Friday, May 5, 2017

A dark day over my desk.

Since last night, this has been one of those days.

One of those days, when I take my finest-point pen and a small sheet of foolscap and I add some figures on it. The 401K I started 34 years ago. Another one started 28 years ago. And another one. And another.

Then I add up the money I've put into this equity or that. All the money I've scrimped and saved since I left the hallowed halls of ol' Alma Mater way back when shivving someone with a switch-blade on the graffitied and broken #1 train was New York's national sport.

I add to it the equity I have in my apartment. I look at the total and multiply it by .03--about what I could get from a stock paying a good dividend. 

I look at it. I think about the bs that comes with work, with life, with everything that comes from living in the Trumpocalypse.

I think about some out of the way place where I could, finally, find the time to do the things I want to do with no interference from anyone else. Listen to Mahler or Bruckner, dark stormy music that heralds the end of the world. I could watch "Sullivan's Travels," for the 9000th time, or "The Lady Eve," or "Citizen Kane," or the first 20 minutes of "The Magnificent Ambersons," or "The Third Man," and I could write, finally, the three books I have in me. 
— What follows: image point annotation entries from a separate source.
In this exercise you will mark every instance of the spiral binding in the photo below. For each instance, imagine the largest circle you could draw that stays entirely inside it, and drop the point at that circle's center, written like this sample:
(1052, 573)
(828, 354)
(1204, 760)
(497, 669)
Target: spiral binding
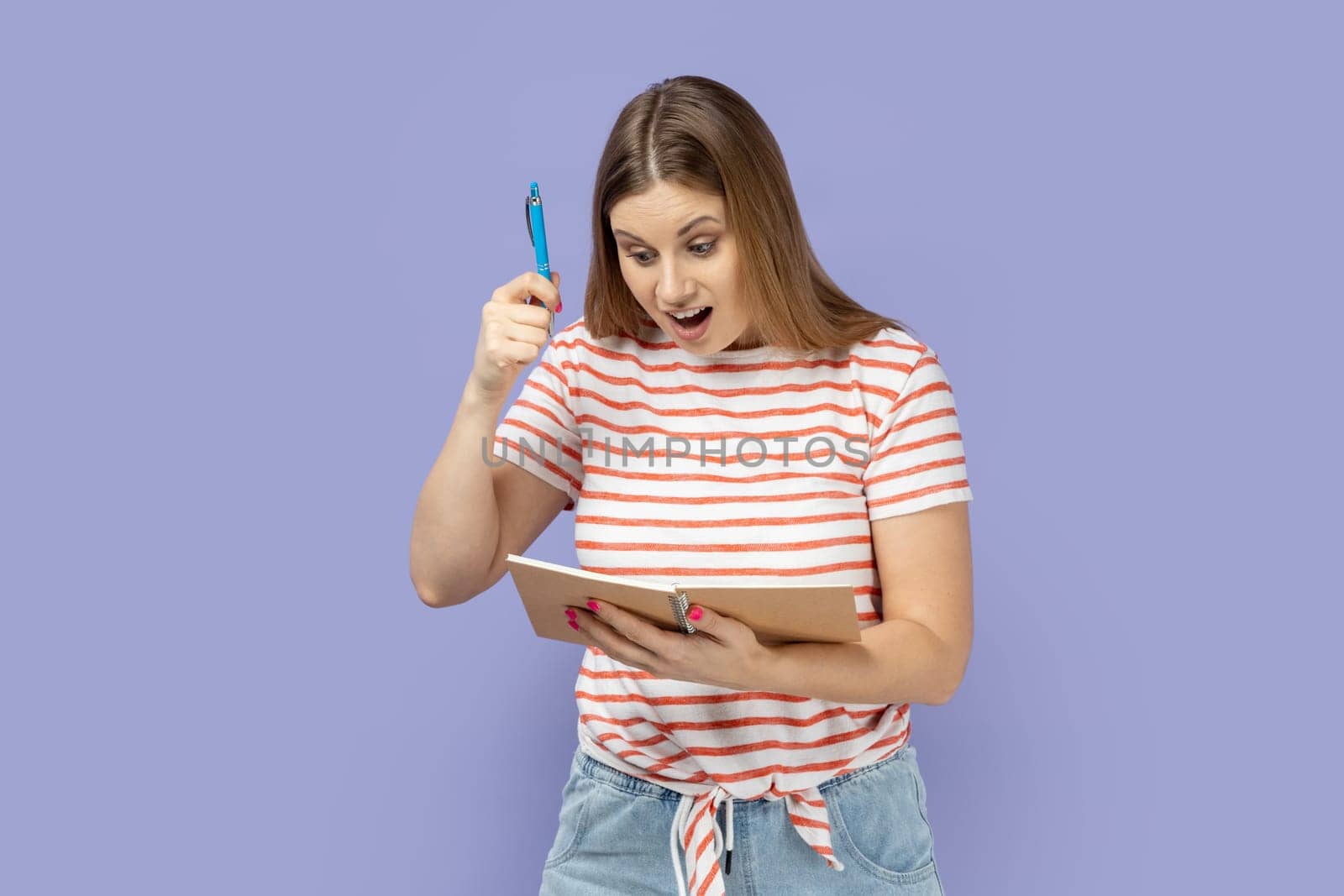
(680, 604)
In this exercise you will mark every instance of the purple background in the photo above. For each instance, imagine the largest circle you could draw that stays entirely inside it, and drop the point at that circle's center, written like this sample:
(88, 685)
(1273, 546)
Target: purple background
(244, 257)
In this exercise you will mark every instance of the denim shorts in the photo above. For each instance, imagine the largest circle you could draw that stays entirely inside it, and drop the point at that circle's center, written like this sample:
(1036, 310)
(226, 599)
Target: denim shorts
(613, 836)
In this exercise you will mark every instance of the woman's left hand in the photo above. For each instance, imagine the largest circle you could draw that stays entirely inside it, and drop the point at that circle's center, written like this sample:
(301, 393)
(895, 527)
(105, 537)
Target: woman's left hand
(722, 652)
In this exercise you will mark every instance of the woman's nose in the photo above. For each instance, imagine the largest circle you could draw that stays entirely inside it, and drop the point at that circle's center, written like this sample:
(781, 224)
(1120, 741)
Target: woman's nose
(672, 285)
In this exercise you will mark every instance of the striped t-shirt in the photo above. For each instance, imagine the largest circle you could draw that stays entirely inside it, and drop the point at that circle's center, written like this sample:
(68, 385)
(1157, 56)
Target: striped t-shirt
(696, 469)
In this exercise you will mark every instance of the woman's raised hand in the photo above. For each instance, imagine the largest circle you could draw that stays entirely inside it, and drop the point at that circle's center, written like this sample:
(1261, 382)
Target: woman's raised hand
(514, 333)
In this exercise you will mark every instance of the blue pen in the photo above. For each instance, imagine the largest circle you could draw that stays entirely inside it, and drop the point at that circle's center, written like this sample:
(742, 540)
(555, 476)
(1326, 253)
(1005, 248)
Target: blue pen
(537, 233)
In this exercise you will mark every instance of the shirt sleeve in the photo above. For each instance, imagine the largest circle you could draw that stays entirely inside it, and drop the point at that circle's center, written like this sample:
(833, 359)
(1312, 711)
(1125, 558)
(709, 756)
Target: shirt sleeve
(539, 432)
(916, 453)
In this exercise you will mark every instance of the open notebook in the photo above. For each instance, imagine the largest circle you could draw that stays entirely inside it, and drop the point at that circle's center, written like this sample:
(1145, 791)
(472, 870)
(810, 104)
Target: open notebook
(776, 613)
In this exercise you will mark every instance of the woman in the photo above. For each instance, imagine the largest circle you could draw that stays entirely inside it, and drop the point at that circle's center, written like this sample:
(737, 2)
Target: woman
(721, 411)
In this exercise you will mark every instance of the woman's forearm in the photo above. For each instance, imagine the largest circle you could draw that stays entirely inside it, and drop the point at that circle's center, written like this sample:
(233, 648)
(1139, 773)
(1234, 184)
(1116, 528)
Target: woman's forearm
(895, 661)
(456, 528)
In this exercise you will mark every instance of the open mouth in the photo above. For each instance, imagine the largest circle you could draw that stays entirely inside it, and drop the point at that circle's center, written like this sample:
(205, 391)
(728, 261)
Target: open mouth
(694, 327)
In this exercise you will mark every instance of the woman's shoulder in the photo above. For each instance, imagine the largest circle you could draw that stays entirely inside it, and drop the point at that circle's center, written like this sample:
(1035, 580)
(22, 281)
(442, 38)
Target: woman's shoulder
(889, 349)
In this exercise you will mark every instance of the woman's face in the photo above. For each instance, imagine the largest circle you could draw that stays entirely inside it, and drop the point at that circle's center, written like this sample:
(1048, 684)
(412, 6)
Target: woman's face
(678, 255)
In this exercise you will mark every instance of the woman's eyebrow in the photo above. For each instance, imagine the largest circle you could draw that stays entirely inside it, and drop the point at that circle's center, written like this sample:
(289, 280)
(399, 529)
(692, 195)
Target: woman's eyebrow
(680, 233)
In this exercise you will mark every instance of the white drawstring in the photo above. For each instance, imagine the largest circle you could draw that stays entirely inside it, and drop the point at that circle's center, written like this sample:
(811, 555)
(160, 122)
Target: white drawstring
(683, 808)
(680, 821)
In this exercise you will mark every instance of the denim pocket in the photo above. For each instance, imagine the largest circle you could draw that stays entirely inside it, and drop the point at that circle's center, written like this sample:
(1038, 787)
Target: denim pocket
(880, 819)
(573, 822)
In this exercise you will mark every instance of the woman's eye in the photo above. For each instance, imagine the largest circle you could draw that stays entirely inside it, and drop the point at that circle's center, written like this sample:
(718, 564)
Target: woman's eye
(642, 257)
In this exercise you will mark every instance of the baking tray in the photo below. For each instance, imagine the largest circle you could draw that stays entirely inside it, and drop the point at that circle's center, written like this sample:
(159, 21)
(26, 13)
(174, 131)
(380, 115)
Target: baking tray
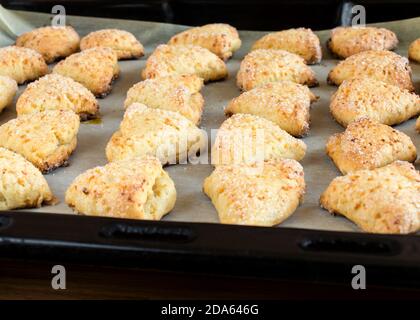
(190, 237)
I think about a passage I like from Salinger's "Catcher in the
Rye," “I thought what I'd do was, I'd pretend I was one of those deaf-mutes. That way I wouldn't have to have any goddam stupid useless conversations with anybody. If anybody wanted to tell me something, they'd have to write it on a piece of paper and shove it over to me. They'd get bored as hell doing that after a while, and then I'd be through with having conversations for the rest of my life. Everybody'd think I was just a poor deaf-mute bastard and they'd leave me alone . . . ”

It's been a long week, and disappointing too, with too much pressure, and frankly, too little recognition and reward. It's rainy and cold and feels more like March than May. The dark, republican ages are upon us--a time of dirt in the air and water and the sick and poor getting sicker and poorer while the fees at private clubs and 21 room apartments on Fifth avenue rise. My fountain pen has leaked and I have ink on the pocket of my shirt. I cut myself again shaving, and my shoulder aches from the torn rotator cuff that I haven't the stomach to get ripped out and repaired.

On days like this, it's best to leave me alone until ten.